I believe: the sooner we acknowledge that hiccups will happen, the more time and foresight we gain to get ready for them. 

That’s the spirit in which I’d like to use the Fidenda maturity model: to illustrate some of the truths about integrated business planning that I, and other Fidenda consultants, see our customers face all the time. 

But first, take a look at the model itself.

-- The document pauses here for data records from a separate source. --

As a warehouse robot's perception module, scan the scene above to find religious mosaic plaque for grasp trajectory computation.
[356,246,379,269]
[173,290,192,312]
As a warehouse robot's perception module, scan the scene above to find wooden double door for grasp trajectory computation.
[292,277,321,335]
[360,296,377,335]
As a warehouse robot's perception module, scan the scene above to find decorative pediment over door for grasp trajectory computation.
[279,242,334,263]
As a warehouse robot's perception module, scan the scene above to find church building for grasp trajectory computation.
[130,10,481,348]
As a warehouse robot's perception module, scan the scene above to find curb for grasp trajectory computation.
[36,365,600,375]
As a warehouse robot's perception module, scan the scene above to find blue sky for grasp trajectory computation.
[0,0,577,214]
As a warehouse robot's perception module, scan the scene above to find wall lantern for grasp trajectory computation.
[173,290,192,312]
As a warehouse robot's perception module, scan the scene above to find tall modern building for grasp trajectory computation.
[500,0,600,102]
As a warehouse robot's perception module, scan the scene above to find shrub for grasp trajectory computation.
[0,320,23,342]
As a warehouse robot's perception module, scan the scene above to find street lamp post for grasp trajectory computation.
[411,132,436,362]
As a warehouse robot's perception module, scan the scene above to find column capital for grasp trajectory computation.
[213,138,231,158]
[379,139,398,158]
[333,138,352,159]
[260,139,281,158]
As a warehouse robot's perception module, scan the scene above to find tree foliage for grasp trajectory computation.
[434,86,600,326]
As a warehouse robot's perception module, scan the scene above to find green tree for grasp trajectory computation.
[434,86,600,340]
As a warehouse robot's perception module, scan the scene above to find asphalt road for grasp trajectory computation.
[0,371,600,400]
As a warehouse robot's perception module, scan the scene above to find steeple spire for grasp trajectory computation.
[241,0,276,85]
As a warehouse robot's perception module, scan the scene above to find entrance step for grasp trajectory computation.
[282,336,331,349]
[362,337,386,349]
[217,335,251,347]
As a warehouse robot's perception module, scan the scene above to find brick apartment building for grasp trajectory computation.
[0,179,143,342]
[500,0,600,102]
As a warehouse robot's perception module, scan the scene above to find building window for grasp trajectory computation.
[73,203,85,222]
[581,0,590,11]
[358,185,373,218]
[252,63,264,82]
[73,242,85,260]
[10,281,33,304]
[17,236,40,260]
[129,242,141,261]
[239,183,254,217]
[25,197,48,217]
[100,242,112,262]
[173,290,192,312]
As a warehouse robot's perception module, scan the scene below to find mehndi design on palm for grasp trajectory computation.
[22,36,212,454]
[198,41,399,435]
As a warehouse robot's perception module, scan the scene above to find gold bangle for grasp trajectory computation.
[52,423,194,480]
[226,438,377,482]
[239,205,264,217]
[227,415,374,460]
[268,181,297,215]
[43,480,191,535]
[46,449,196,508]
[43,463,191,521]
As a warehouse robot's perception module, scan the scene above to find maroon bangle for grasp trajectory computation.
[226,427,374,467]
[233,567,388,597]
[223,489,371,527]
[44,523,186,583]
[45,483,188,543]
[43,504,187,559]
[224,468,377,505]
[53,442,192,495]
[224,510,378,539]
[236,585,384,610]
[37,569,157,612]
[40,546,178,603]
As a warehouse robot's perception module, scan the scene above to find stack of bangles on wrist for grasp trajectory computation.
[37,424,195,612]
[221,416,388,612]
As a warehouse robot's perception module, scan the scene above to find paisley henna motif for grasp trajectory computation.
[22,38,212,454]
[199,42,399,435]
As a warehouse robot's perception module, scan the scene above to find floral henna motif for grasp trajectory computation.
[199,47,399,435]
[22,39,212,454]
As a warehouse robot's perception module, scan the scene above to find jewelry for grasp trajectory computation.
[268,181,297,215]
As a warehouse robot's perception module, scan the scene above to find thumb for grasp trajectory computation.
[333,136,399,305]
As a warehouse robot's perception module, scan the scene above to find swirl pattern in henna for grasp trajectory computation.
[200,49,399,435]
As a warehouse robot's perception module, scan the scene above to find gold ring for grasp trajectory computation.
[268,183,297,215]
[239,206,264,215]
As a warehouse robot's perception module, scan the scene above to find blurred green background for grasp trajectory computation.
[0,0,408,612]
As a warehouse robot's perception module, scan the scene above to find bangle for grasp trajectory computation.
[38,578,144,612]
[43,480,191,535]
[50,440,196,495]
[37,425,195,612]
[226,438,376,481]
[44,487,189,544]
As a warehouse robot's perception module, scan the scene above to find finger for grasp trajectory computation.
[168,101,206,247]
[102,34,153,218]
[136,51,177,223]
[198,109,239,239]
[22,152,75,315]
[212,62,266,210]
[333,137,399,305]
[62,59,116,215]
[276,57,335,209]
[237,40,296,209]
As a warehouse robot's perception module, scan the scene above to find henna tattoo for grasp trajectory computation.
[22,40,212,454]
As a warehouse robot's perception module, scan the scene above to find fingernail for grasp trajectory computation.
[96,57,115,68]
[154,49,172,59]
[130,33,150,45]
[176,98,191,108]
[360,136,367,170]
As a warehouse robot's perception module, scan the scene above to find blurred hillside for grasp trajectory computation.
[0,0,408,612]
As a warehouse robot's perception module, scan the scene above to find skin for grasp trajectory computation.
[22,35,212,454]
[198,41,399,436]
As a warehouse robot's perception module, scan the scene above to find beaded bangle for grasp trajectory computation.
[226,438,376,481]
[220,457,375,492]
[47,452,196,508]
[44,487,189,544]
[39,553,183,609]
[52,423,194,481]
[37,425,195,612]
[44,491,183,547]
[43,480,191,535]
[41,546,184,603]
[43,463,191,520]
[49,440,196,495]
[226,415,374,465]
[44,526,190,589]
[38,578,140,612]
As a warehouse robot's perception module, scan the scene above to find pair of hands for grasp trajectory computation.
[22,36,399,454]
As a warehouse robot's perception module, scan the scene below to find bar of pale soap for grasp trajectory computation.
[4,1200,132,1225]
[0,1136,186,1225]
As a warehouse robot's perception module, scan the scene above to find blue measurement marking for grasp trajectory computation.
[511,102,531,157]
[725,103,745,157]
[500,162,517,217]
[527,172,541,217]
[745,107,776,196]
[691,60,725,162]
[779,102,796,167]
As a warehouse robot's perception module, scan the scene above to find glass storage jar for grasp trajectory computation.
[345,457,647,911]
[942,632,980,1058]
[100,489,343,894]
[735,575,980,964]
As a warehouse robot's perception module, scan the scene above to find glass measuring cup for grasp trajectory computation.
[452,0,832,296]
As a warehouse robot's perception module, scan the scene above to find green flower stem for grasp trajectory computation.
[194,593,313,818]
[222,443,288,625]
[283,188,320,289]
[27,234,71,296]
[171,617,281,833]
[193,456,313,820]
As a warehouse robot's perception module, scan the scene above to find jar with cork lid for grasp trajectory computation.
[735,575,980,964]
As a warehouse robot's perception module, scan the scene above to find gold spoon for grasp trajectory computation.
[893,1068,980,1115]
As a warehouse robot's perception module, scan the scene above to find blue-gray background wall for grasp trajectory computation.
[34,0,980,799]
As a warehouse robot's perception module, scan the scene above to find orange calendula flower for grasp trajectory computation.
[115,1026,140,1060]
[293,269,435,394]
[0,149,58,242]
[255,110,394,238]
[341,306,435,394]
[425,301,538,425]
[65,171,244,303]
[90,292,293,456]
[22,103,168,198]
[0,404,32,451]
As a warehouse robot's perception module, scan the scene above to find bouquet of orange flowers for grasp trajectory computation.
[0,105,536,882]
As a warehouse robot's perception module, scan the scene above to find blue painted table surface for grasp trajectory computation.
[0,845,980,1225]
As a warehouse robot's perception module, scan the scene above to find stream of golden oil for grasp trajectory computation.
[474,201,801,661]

It charts the journey of an organisation that starts out improving planning processes in one department, through to adopting a joint approach for everyone. 

Is the status quo before IBP. It’s your garden-variety, spreadsheet-based planning, where e.g. sales, supply chain, operations, HR and finance teams etc all manage the day-to-day execution of your business in their respective systems – CRM, MRP, HCM and your finance ledger.  

A few times a year, there’s a budget process, led by finance: it’s spreadsheet-based and doesn’t drive a joined-up plan for the whole business to get behind. Shortly after it’s been agreed, it’s usually out of date and needs adjusting.

A first attempt at improving planning in one department. Let’s say your first use case is in sales (but it could be in any of the departments mentioned above). Let’s say you’re implementing a demand forecasting solution that uses machine learning to predict sales of all your SKUs. It considers your promotional activity and leverages insight from past activities, as well as external factors such as the weather, competitor activity and macroeconomic indicators.  

This helps you improve forecast accuracy to over 95% and automates what was previously a manual task for your sales team. They now have more time to spend with their customers, and they’ve improved how they work with the supply team: they can provide them with way more accurate and reliable information.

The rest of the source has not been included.